During the two fiscal years ended December 31, 2022, and the subsequent interim period through May 25, 2023, there were: (i) no disagreements within the meaning of Item 304(a)(1)(iv) of Regulation S-K between the Company and E&Y on any matter of accounting principles or practices, financial statement disclosure, or auditing scope or procedure, which disagreements, if not resolved to E&Y’s satisfaction, would have caused E&Y to make reference thereto in their reports; and (ii) no reportable events within the meaning of Item 304(a)(1)(v) of Regulation S-K.
The audit reports of E&Y on the Company’s financial statements as of and for the years ended December 31, 2022 and 2021 did not contain an adverse opinion or a disclaimer of opinion, nor were they qualified or modified as to uncertainty, audit scope or accounting principles.
The Company provided E&Y with a copy of the foregoing disclosures and requested that E&Y furnish the Company with a letter addressed to the Securities and Exchange Commission stating whether or not it agrees with the above disclosures. A copy of the letter furnished pursuant to that request is attached as Exhibit 16.1 to this Current Report on Form 8-K.

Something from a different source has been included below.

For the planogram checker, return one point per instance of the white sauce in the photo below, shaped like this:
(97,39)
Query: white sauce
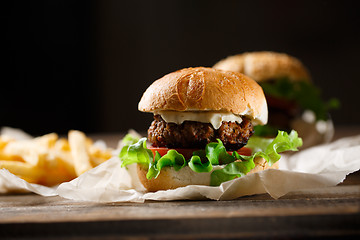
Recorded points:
(214,118)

During the fiscal years ended December 31, 2022 and 2021, and during the subsequent interim period through May 25, 2023, neither the Company nor anyone on its behalf has consulted with RSM US LLP regarding: (i) the application of accounting principles to a specific transaction, either completed or proposed, or the type of audit opinion that might be rendered on the Company's financial statements, and neither a written report nor oral advice was provided to the Company that RSM US LLP concluded was an important factor considered by the Company in reaching a decision as to any accounting, auditing, or financial reporting issue; (ii) any matter that was the subject of a disagreement within the meaning of Item 304(a)(1)(iv) of Regulation S-K and the related instructions; or (iii) any reportable event within the meaning of Item 304(a)(1)(v) of Regulation S-K.
Item 9.01 | Financial Statements and Exhibits |
(d) | Exhibits. |
16.1 | Letter from Ernst & Young LLP to the Securities and Exchange Commission, dated May 25, 2023. |
104 | Cover Page Interactive Data File (embedded within the Inline XBRL document). |
SIGNATURES
Pursuant to the requirements of the Securities Exchange Act of 1934, the Registrant has duly caused this report to be signed on its behalf by the undersigned hereunto duly authorized.
TILE SHOP HOLDINGS, INC. | ||
Date: May 25, 2023 | By: | /s/ Karla Lunan |
Name: | Karla Lunan | |
Title: | Chief Financial Officer |
Exhibit 16.1
May 25, 2023
Securities and Exchange Commission
100 F Street, N.E.
Washington, DC 20549
Ladies and Gentlemen:
We have read Item 4.01 of Form 8-K dated May 25, 2023, of Tile Shop Holdings, Inc. and are in agreement with the statements contained in the paragraphs three, four and five on page one therein. We have no basis to agree or disagree with other statements of the registrant contained therein.